On the Day of Atonement, the high priest would perform the most anticipated sin offering of the year. In this case, lots were casts upon two goats, one lot for “Azazel” (sometimes translated “scapegoat”) and the other lot for “Yahweh.” The goat upon which the lot fell for Azazel was released into the wilderness after the high priest would lay his hand on the head of the goat and confess all the sins of the people over it.

Then the goat upon which the lot for Yahweh fell would be slain as a special sin offering for sins of the whole nation of Israel (Leviticus 16:8-9). It would be the blood of this special sin offering that would be brought inside the veil of the tabernacle and sprinkled on the Ark of the Covenant (Leviticus 16:15). This was a foreshadowing of Christ going inside the veil as the perfect offering for sin, and not with the blood of goats but with His own blood (Hebrew 9:24-25).

To learn more about how the two goats on the Day of Atonement foreshadow the work of Jesus on the cross, see our article, “Ransom and Redemption: Jesus and Barabbas as Day of Atonement Symbols.

Then the priest is to take some of the blood of the sin offering with his finger and put it on the horns of the altar of burnt offering; and the rest of its blood he shall pour out at the base of the altar of burnt offering (v. 25).

The application of the blood to the altar serves to purify and sanctify the altar, symbolizing the forgiving of the leader's sins as God looks upon the crimson color stained on the altar’s horns. This again pictures that sin is passed over due to the sacrifice of blood. This ultimately looks forward to Jesus shedding His blood on our behalf, that we might be reconciled to Him.

Additionally, All its fat he shall offer up in smoke on the altar as in the case of the fat of the sacrifice of peace offerings. Thus the priest shall make atonement for him in regard to his sin, and he will be forgiven" (v. 26).

The burning of the fat on the altar as an offering to the LORD is “a pleasing aroma,” indicative of divine satisfaction. The act of the priest making atonement is crucial; it is through this priestly mediation that the leader receives forgiveness. Jesus is now our High Priest and the mediator of the new covenant (Hebrews 4:14). We are exhorted to come boldly in His presence to gain help in time of need (Hebrews 4:16).

These verses indicate the nature of God’s instructions for when a leader in Israel sins. But throughout Leviticus 4 we see that sin offerings were applicable to every member of the community, irrespective of their social status. The sin of a leader has implications not only for the individual but for the entire community they led. Therefore, the restoration of the leader through atonement is crucial for the spiritual wellbeing of the society.

The passage provides a protocol for the leader to seek reconciliation with God. This demonstrates the importance of leaders being models of repentance and humility. By including leaders in the laws of sin offerings, the text conveys a message of equality before God, and the universal need for atonement, a principle that reinforces the idea of collective responsibility in the community of faith.

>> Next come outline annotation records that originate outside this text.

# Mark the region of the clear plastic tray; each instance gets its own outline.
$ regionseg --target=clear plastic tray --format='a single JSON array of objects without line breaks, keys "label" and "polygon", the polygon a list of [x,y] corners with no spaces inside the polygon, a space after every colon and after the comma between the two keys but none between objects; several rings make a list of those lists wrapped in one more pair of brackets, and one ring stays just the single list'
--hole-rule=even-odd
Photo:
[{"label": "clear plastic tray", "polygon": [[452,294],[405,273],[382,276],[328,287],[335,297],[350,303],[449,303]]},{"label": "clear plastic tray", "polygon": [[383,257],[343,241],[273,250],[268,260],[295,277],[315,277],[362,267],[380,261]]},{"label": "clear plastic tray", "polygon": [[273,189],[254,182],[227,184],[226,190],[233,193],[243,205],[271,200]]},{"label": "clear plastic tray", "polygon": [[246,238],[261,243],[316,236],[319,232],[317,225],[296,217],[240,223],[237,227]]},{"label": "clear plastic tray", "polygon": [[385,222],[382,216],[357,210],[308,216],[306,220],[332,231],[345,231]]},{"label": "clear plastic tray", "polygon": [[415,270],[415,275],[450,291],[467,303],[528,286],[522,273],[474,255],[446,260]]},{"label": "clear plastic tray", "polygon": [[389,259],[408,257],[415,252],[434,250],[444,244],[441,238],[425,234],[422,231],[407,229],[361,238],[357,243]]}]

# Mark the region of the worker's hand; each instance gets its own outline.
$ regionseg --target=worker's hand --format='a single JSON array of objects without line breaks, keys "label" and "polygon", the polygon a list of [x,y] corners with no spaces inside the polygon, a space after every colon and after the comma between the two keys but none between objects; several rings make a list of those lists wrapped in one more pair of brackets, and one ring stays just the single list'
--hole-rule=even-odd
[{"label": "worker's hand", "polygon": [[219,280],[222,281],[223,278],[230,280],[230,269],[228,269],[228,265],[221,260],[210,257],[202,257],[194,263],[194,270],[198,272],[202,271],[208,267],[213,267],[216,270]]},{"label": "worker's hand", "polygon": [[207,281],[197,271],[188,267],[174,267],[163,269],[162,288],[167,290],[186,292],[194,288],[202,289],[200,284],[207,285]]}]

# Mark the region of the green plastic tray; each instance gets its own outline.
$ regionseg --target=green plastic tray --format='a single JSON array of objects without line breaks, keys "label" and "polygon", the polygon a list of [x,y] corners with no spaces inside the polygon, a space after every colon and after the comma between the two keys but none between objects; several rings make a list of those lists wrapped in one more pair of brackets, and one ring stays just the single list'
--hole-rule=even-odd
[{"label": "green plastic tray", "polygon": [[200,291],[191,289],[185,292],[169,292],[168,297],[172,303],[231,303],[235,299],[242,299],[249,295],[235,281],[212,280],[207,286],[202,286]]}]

We are given examples in scripture of leaders intervening for their people, and God delivering them as a result. This includes:

·      Moses interceding for the people after their sin of worshipping the golden calf (Deuteronomy 9:16-20)

·      Hezekiah praying for deliverance of Judah from invaders (2 Kings 19:20),

·      Daniel praying that Judah would be allowed to return to the land (Daniel 9:20-23). 

     New Testament believers can be greatly encouraged that Jesus, our High Priest, prayed for each of us, asking His Father to make us one with Him and with one another (John 17:20-23).